Well, it's off to Indiana and North Carolina. More and more people are claiming that Hillary's persistance is destroying the Democrats in 08, while others claim that the fight is a valid one which will in the end strengthen the party.
I do like the fact that others are coming around to what I've been saying all along, however, which is that we have only just now started to see the dirty tricks. Lisa Schiffren at The National Review’s The Corner, a conservative blog, quoted in yesterday's New York Times:
"By what reckoning has this primary fight been so nasty? So dirty? So mean? We have all seen much worse. If anything, until this past month the questions and the charges have been much too dainty. Barack Obama is a stranger to most of the electorate. It is just fine to question any and all of his associations and political views. Failure to do so is malfeasance; failure to highlight his weaknesses as a leader would be some kind of suicide pact for an opponent."

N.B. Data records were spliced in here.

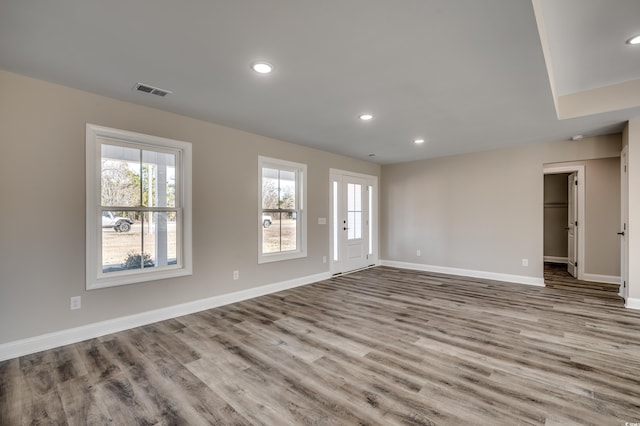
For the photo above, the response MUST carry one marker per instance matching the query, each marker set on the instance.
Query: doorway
(564, 208)
(624, 220)
(354, 221)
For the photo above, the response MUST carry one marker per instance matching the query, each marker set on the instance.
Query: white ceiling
(466, 75)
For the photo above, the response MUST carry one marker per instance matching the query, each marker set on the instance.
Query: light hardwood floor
(381, 346)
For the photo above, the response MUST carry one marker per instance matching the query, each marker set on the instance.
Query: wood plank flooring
(556, 276)
(382, 346)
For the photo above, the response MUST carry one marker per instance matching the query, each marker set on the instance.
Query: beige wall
(42, 175)
(481, 211)
(602, 199)
(632, 135)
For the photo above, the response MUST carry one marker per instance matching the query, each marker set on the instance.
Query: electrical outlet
(75, 303)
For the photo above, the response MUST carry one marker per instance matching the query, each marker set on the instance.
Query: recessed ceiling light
(262, 67)
(634, 40)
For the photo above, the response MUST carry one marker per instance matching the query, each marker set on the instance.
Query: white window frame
(95, 278)
(301, 216)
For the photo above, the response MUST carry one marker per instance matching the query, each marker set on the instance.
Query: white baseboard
(609, 279)
(519, 279)
(556, 259)
(631, 303)
(73, 335)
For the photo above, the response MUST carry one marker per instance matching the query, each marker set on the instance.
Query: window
(138, 207)
(282, 219)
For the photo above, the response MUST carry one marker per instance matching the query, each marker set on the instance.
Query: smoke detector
(145, 88)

Well, the last bit is a little silly, since in these attacks most charges are either wildly exaggerated or even made up out of wholecloth--so that even strengths become "weaknesses," as we saw in the Swiftboating of John Kerry--but it's good to hear that people are finally getting it. The dirty tricks have just started and, so far in that regard, Hillary is winning, despite the kind of scolding she got from the New York Times in their finger-waving (taking a cue from Bill?) editorial, "The Low Road to Victory." In it, they claim that "voters are getting tired of [negative campaigning]; it is demeaning the political process; and it does not work." Whaaa? "Demeaning the political process?" Excuse me, Pollyanna, it is the political process. And of course it works--it has worked for over 200 years, and it worked in 1896 when the William McKinley-loving New York Times hired a group of shrinks to assail William Jennings Bryan as a nut and a degenerate.
The Times ends with a cry for Hillary to "call off the dogs." Nonsense. "Cry havoc," I say, and let them slip. The fun is just beginning.